The other idea though came from an article I read in the Harvard Business Review about a guy who did this odd career coach thing where people in all stages of development do a feedback session, and the “candidates” make a presentation about themselves to a group of critics/evaluators. Then, the critics give them summary feedback, the equivalent of a tweet to rate what they said (not how they said it, but what they’ve accomplished, their “story” if you will). One guy outlined all his accomplishments, professional successes, etc., and the youngest one in the feedback group gave his feedback — “Nice start”. At first the guy was really put out by it, almost dismissive, and then he realized the truth bomb — the kid was saying, “So what are doing with it now? What’s next? Why is the story relevant?”.

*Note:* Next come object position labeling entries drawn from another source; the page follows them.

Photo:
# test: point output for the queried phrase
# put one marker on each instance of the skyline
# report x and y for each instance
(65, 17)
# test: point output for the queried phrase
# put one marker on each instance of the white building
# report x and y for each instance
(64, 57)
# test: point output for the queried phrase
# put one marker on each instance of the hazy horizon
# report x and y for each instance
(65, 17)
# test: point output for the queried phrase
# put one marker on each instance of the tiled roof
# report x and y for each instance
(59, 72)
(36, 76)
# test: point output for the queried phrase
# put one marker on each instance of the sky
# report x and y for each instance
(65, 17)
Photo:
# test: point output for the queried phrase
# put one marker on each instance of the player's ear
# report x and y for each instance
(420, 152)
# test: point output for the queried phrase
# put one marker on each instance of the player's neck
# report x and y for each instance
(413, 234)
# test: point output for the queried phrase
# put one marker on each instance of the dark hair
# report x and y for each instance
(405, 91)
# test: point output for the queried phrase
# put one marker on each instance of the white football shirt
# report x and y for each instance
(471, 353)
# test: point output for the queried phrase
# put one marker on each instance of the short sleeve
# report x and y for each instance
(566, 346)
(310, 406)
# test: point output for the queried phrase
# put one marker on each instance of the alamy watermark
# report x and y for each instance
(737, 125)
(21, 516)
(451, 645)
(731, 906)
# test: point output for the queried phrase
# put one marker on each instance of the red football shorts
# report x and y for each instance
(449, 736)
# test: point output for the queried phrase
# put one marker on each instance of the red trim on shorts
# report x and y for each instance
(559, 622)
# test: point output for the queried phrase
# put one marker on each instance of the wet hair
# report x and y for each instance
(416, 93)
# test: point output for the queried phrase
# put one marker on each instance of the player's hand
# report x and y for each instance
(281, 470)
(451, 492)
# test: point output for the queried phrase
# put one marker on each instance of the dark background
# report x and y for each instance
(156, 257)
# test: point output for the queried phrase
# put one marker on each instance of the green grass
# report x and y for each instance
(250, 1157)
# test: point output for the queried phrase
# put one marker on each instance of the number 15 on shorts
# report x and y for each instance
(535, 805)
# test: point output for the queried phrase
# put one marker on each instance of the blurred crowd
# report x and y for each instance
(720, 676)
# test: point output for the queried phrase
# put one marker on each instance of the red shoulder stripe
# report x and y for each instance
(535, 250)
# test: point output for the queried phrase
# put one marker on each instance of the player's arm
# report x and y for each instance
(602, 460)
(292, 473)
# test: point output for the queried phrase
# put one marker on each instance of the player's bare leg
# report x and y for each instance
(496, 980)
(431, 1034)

For me, I don’t know the “why”. I only know the general direction at the moment. I’ve figured out the who for the journey (myself, Jacob and Andrea); the what and how are clear in the short-term (some of the key areas I want to work on); the where is Ottawa; and the when shifts (sometimes NOW, sometimes “I’ll get to it later”). But the “why”? I want to know where my story goes too. Because what I’ve done is a nice start, and I took a few more steps this year, but the destination is still out of sight.